Rechtbank Noord-Holland (Locatie Haarlem), 3 november 2021
ECLI:NL:RBNHO:2021:9816
Ex-werknemers hebben geheimhoudingsbeding geschonden en onrechtmatig geconcurreerd door vergaande voorbereidingen tijdens het dienstverband te treffen voor oprichting concurrerende onderneming en het bewegen van werknemers om over te stappen.

Feiten

Werknemer 1 en 2 zijn op 1 september 2009 in dienst getreden bij werkgeefster in de functie van Managing Director (president) respectievelijk vicepresident. Op 30 augustus 2019 hebben zij hun arbeidsovereenkomsten met werkgeefster opgezegd per 1 oktober 2019. Bij brieven van 3 en 6 september 2019 heeft werkgeefster de opzeggingen bevestigd en hen gewezen op de voortdurende verplichtingen op grond van de arbeidsovereenkomst. In oktober 20219 zijn de werknemers in dienst getreden bij bedrijf X. Bedrijf X is een concurrent van werkgeefster. Tussen september en december 2019 zijn tien werknemers van werkgeefster naar bedrijf X overgestapt. Uit de Forensic Risk Alliance (FRA)-rapporten is gebleken dat werknemer 1 tussen juni en oktober 2019 diverse documenten naar zijn privé-e-mailadressen heeft gestuurd of op een USB-stick heeft gezet. Ook volgt uit die rapporten dat werknemer 2 in dezelfde periode diverse documenten op USB-sticks heeft gezet. Op 27 november 2019 is bewijsbeslag gelegd op deze documenten.

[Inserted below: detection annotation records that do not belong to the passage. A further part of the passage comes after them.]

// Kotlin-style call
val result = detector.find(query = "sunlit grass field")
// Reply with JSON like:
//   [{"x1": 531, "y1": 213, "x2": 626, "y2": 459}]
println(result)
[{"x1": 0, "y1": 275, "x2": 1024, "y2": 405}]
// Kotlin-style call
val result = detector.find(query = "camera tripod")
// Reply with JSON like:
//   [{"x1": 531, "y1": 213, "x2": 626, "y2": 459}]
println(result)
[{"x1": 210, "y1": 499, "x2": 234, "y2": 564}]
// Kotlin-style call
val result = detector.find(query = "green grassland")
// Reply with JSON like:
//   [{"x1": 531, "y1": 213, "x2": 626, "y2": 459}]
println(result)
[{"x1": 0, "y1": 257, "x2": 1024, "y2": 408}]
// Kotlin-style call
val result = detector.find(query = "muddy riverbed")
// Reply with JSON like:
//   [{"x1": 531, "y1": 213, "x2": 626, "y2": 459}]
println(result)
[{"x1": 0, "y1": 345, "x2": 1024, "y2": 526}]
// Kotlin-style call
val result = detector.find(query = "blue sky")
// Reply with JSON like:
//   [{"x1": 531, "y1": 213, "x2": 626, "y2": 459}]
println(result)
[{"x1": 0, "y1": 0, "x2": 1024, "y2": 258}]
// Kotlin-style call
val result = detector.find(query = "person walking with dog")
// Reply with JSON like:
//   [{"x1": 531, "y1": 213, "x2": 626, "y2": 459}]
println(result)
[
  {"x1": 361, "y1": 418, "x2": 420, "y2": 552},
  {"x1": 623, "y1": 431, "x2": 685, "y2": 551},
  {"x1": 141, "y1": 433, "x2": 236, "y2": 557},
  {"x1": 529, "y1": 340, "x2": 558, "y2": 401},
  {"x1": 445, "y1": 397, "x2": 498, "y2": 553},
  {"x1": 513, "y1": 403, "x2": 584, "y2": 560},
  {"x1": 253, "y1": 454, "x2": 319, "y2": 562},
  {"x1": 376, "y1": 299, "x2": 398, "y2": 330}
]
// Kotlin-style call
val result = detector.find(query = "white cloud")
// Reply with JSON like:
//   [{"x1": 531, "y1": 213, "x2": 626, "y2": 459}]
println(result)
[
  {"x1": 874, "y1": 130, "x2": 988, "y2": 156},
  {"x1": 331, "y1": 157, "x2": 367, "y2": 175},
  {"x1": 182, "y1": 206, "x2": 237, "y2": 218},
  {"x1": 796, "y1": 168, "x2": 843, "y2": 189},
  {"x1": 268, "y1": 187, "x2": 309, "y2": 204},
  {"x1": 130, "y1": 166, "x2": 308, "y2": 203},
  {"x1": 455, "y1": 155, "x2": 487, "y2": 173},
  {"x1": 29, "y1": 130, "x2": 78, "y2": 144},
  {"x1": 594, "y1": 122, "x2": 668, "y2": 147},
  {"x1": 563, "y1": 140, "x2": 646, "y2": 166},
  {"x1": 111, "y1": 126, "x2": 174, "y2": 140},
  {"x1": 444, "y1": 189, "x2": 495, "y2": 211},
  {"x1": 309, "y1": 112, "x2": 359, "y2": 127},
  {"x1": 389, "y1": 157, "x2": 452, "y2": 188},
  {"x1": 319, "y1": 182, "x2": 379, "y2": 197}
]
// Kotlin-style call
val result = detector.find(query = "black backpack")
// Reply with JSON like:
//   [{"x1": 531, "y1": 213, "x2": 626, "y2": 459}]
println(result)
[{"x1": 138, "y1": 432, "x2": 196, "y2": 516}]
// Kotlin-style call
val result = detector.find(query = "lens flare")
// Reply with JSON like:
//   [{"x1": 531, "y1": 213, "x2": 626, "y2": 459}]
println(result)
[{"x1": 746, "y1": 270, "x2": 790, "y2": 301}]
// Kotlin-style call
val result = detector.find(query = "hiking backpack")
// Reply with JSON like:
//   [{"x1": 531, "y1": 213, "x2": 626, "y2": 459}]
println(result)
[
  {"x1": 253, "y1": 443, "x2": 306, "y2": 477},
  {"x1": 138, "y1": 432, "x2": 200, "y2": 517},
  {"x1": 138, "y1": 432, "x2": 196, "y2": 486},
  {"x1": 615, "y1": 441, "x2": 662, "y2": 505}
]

Op 28 november 2019 heeft werkgeefster besloten haar bedrijfsactiviteiten per 31 mei 2020 te beëindigen. Bij e-mail van 1 november 2019 heeft werkgeefster werknemer 1 gevraagd om facturen of documenten die ten grondslag liggen aan de gedeclareerde onkostenvergoeding. Werknemer heeft wat hij nog had verstrekt aan werkgeefster. Ook heeft hij verzocht om uitbetaling van zijn vakantiedagen. Werkgeefster vordert dat de kantonrechter voor recht verklaart dat werknemer 1 en 2 hun contractuele non-disclosureverplichtingen hebben geschonden en worden veroordeeld tot betaling van een contractuele boete en vergoeding van de schade.

Oordeel

De kantonrechter oordeelt dat werknemers het geheimhoudingsbeding hebben overtreden. Voor het grootste deel gaat het om informatie die upon termination is meegenomen door de werknemers doordat zij die informatie naar een privé-e-mailadressen hebben gestuurd of op een USB-stick hebben gezet. Voor beide werknemers geldt dat een boete van € 10.000 per schending is overeengekomen. Dat komt neer op een boete van € 110.000 voor 11 schendingen voor werknemer 1 en een boete van €50.000 voor 5 schendingen voor werknemer 2. De kantonrechter ziet geen aanleiding om de boete te matigen. Werkgeefster heeft ook een boete van € 500 per dag voor zolang de schending voortduurt, gevorderd. De kantonrechter stelt vast dat het meenemen en delen van informatie in beginsel iets is wat eenmalig is, en niet voortduurt. De gevorderde boete van € 500 per dag bij het voortduren van de schending wordt daarom afgewezen. Verder stelt de kantonrechter vast dat werknemers 1 en 2 onrechtmatig hebben gehandeld jegens werkgeefster door naast het geheimhoudingsbeding te overtreden ook tijdens het dienstverband vergaande voorbereidingen te treffen voor het oprichten van een concurrerende (tak van een) onderneming. Werknemers 1 en 2 en bedrijf X hebben gezamenlijk onrechtmatig gehandeld door de manier waarop zij, met gebruikmaking van de interne informatie van werkgeefster, voordelige aanbiedingen hebben gedaan aan werknemers van werkgeefster. Werknemers 1 en 2 hebben stelselmatig en subsidiair het bedrijfsdebiet van werkgeefster afgebroken. Het valt werknemer 1 aan te rekenen dat hij zich herhaaldelijk allesbehalve terughoudend heeft opgesteld ten aanzien van medewerkers die geïnteresseerd bleken in een overstap naar bedrijf X. Ook heeft hij gebruikgemaakt van de arbeidsvoorwaarden van die werknemers zodat bedrijf X hen een aanbod kon doen dat hen blijkbaar ervan overtuigde om in dienst te treden bij bedrijf X. Het is niet vast komen te staan dat bedrijf X (structureel en stelselmatig) klanten en/of leveranciers van werkgeefster heeft benaderd. Omdat is vastgesteld dat werknemers 1 en 2 en bedrijf X onrechtmatig hebben gehandeld jegens werkgeefster, moeten zij een schadevergoeding betalen. Omdat het causaal verband tussen hun handelen en de algehele bedrijfsbeëindiging van werkgeefster onvoldoende aannemelijk is gemaakt, hoeven die kosten niet te worden vergoed. De kosten van het interne onderzoek moeten wel door hen worden vergoed.